Looking for advice to secure a private REST API written in python-flask

a.b.d picture a.b.d · Aug 29, 2011 · Viewed 7.2k times · Source

I am currently writing a rest API in python with the microframework Flask. It's a private API and it deals with user data. I plan to use this API to build a web and an Android app.

For now I use digest auth to secure private user data. For example if you want to post data on my service with the user bob you make a post request at myapi/story/create and provide bob's credentials with the digest pattern.

I am aware this is not a good solution because :
-Digest auth is not secure
-The client is not authenticated (How to secure requests not related with current user, for example create a new user ?)

I read a lot of stuff about oAuth but the 3-legged authentication seems overkill because I don't plan to open my API to third party.
The 2-legged oAuth won't fit because it only provides authentification for clients and not for users.
Another problem with oAuth is that I haven't found a comprehensive guide for implementing it in Python. I found the python-oauth2 library, but I don't understand the server example and I can't find additional documentation. Plus it seems that many aspects of oAuth are not covered in this example.

So my questions are :

  1. Is there alternative scheme (not oAuth) for authenticate both client and user with a reasonable level of security ?
  2. If oAuth is the best solution :
    • How to skip the authorization process (because users won't have to authorize third party clients)?
    • Is there detailled documentation for python-oauth2 or for any other Python library?

Any help or advice will be appreciated.

Answer

easel picture easel · Jun 3, 2012

The simple answer is to expose your API via HTTPS only, and then use HTTP Basic authentication.

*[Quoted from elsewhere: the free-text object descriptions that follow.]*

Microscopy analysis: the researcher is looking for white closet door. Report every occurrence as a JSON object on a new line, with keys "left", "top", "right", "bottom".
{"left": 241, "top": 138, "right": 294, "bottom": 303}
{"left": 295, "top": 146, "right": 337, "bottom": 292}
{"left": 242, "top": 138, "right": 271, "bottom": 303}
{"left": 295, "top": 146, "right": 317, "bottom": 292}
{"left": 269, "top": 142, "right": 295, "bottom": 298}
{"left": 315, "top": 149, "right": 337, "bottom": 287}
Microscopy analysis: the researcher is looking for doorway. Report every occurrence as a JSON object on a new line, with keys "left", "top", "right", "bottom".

I don't think there's really any reason to bother with Digest. Basic authentication is insecure, but is submitted with every request so you never need to worry about your authentication going stale or whatever. By tunneling it over HTTPS, you have a secure connection.

If you want to authenticate the client, you could use SSL client certificates. That said, in general it's pretty tough to really lock down the client against malicious users, so I would consider making the sign-up functions openly accessible and protect yourself from DOS etc via out-of-band account verification.